Christie has good company in another soon-to-be Republican presidential candidate, Governor Scott Walker of Wisconsin. Not only did he and the GOP-led legislature end collective bargaining for public employees, now he’s proposing a bill that would significantly affect tenure in public colleges and universities. That law would repeal the idea of shared governance when it comes to tenure and is best explained this way:
Shared governance gives powers to faculty, staff and students over such matters as instruction, personnel matters and student services. The shared power is not the adversarial relationship many think of, Fair said. “It’s a conversation across the different bodies to reach consensus on what is best for the institution,” she said.
And while the employment protections conveyed by tenure can seem self-serving, Compas said, that is not what it is about.
“Tenure doesn’t protect anyone who breaks university rules or doesn’t do their job.

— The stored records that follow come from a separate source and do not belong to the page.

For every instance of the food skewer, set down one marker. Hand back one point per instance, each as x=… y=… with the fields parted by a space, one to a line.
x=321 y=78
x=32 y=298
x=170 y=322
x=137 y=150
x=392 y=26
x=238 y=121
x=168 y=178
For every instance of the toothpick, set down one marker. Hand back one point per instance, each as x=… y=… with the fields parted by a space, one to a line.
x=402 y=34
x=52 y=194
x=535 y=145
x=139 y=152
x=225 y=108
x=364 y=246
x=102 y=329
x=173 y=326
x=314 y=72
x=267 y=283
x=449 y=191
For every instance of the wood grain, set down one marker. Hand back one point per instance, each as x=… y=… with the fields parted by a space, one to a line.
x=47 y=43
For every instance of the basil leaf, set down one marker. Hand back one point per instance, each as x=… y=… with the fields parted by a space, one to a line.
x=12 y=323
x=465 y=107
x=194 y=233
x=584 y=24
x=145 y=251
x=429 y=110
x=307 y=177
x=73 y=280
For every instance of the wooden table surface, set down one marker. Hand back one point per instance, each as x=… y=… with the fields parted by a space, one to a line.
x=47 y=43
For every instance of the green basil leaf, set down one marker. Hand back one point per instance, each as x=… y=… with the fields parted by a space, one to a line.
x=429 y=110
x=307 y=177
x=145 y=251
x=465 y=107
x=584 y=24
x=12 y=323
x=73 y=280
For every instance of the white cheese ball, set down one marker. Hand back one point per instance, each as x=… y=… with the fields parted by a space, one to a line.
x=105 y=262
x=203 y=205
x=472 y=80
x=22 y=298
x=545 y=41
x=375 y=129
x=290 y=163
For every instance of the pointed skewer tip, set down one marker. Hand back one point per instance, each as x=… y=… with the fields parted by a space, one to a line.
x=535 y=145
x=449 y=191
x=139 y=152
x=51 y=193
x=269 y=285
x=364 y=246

Instead, it is a cornerstone of academic freedom,” he said. “It provides protection for faculty to challenge conventional notions and present ideas that often are unpopular,” said Compas, who has tenure.
What Walker wants to do is to take tenure decisions away from the shared model and transfer authority to a state body that is–surprise!–appointed by the governor. I’m guessing that the makeup of the body will be sharply different than the people making tenure decisions now. And I can see great mischief in how it will be applied should this bill pass. Which it most likely will.
These are but three examples of how terribly education policy is made and implemented in the United States. After 2016, it could get even worse.